There is a tendency towards staged scenes and "tableaux vivants", either on a stage with several performers, Tibetan lamas and aborigines on the occasion of the Holland Festival ("Positive Zero", 1983) or as a duo in a chosen exterior as in "Anima Mundi" on the steps at the front of a building in Bangkok or in a narrow Italian street. Other facets of their meditative Performances that work with allegorical elements and are subsumed under the title "Modus Vivendi" (1981-87) are illustrated by maintaining a tango pose in the midst of a rectangular table for the audience ("A Similar Illusion", 1981, Melbourne, AUS) or being placed in a room until the day is over ("Witnessing", 1981, Christchurch, NZ).
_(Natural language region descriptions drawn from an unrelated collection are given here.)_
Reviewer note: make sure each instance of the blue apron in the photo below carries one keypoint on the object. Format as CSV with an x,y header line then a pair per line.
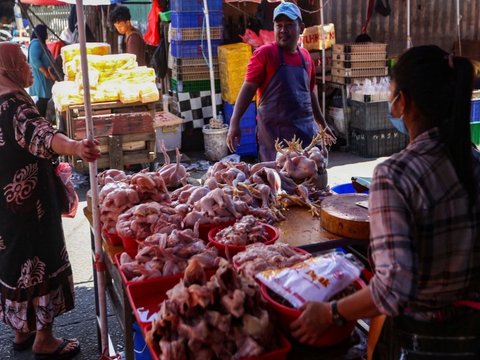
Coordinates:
x,y
285,108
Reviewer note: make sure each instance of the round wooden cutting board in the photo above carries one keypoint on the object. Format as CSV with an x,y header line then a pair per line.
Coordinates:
x,y
342,216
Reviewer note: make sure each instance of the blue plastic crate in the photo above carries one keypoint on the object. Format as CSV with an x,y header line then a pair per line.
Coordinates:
x,y
188,49
475,113
248,119
196,5
247,149
194,19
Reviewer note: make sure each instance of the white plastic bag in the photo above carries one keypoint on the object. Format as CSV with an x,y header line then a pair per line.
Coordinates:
x,y
315,279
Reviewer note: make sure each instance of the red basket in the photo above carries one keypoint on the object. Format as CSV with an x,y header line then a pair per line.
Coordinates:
x,y
149,294
286,315
112,239
231,250
281,353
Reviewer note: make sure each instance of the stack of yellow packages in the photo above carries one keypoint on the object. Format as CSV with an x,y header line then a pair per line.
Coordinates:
x,y
111,77
233,60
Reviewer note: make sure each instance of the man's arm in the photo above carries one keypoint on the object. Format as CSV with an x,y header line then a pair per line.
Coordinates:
x,y
243,101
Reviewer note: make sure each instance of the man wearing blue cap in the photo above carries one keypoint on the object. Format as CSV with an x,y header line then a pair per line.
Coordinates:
x,y
284,76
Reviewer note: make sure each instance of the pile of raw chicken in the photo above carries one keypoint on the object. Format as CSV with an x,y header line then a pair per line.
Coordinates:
x,y
146,203
222,318
248,230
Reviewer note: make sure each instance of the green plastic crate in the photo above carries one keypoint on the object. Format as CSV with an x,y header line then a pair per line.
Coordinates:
x,y
475,132
194,85
165,16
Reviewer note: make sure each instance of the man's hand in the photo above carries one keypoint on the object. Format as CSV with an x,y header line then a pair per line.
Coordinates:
x,y
316,317
233,137
330,137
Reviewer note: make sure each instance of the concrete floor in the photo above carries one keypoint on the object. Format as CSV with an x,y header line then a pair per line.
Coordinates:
x,y
80,322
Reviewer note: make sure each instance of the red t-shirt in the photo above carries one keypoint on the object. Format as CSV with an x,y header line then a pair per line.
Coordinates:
x,y
265,62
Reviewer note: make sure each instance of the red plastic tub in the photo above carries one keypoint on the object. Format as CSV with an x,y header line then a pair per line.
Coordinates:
x,y
148,295
229,251
281,353
286,315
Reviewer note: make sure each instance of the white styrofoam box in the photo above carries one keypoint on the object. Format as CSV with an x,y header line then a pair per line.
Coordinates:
x,y
171,135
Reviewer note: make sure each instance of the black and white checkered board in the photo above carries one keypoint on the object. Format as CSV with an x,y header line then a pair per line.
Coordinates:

1988 – the year of their big China project "The Lovers – The Great Wall Walk", the hike along the Chinese Wall and their last joint work. After six years of calling at the Chinese authorities they were finally able to carry out their ninety-day walk from opposite ends at the east and west of the Wall whose mythological analogy is the dragon, until they would meet in the middle. The Performance, including reflections on the country and intended to mirror an intense encounter of two lovers, turned into a farewell walk – a second cleansing for Marina, walking as a "State of Being", a search for identity for Ulay as he was thrown back on himself – and marked the end of twelve intense years of working and living together as well as the way into a new beginning.
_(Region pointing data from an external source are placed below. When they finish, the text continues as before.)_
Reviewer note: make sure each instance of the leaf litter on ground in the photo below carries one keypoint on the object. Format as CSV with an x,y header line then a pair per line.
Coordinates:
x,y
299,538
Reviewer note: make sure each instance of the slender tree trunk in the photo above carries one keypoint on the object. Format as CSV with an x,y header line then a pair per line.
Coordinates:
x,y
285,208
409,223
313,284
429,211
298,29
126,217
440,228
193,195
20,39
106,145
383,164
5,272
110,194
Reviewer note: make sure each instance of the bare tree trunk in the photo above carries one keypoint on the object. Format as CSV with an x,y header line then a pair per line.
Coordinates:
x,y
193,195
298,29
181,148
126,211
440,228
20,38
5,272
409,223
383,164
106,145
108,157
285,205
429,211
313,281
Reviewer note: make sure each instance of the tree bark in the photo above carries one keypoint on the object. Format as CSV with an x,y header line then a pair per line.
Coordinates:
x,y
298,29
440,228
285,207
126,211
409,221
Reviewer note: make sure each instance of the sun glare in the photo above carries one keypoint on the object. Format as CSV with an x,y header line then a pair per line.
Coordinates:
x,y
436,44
To Abramovic, the walk along the Wall was an emptying boat/an entering stream, a departure ("Boat Emptying/Stream Entering", "Departure", titles of her subsequent exhibitions), a putting to see, her exhibition about the China project, while in his photographs, Ulay was dealing with the filled or empty vase as an object of meditation and as an equivalent to the human body.
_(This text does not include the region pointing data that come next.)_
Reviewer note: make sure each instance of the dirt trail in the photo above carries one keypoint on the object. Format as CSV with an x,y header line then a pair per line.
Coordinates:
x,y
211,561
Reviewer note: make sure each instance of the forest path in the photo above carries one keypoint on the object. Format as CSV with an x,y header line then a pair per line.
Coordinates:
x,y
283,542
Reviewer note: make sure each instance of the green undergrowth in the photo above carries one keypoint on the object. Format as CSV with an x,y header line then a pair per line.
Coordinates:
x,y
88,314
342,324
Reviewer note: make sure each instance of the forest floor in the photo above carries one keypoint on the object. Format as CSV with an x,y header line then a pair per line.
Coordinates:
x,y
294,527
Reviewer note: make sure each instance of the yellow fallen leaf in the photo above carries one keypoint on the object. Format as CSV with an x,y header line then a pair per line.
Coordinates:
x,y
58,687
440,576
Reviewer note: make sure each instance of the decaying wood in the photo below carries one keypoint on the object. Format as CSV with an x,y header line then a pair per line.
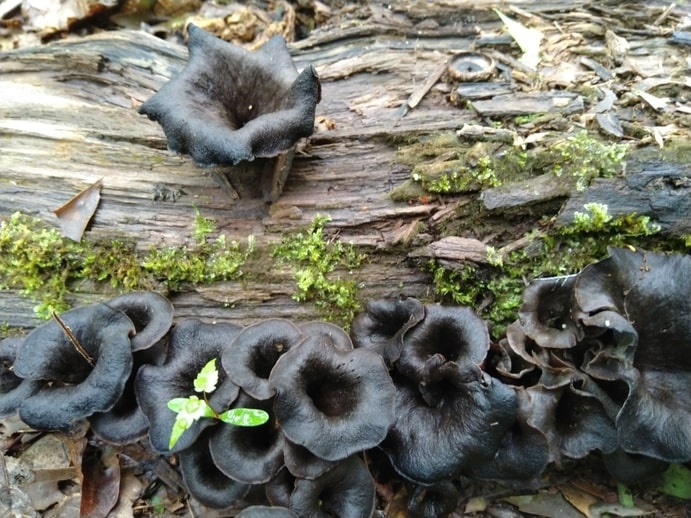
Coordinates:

Ulay now returned primarily to photography, to the Polaroid. In "Water for the Dead" (1990), he exposed shadows of vases with reflections of light refracted in water, creating a series of large-scale Polaroids. As with other photographs, self-portraits that show him looking at smashed shards of pottery, he is interested in the immediacy of the technique of leaving a life-sized, almost corporeal imprint of the Polaroid emulsion, virtually operating as a camera and thereby conveying a physically realistic presence. For this he worked inside the camera, writing his texts and drawing the shapes of his vases onto photographic paper with light.

In 1996, he presented his "Photogene" at the Berlin Marstall, copies of the flags of the sixteen European countries in their original size and sewn in complementary colours, which produce the colours of the flags familiar to the viewer through his technique of negative prints from colour images. The symbols of the individual countries flapping in the wind in front of the Neue Wache recall the movement as well as something of the act of admission yet the reversed colours prompt a revision of this imagery fraught with symbolism.

In his Performance "The Motion Picture" of 1997 on the occasion of his exhibition in the Yamaguchi Prefectural Museum of Art, Ulay combined his topical subject of "operating as a camera" with his early self-lacerating actions: Before the eyes of the audience, he developed a print of his body in a lift on photographic paper and carved the Japanese term for "photo" on his stomach – thus Ulay himself finds his identity in the role of the creator as well as the material/subject of his work. He lives and works in Amsterdam.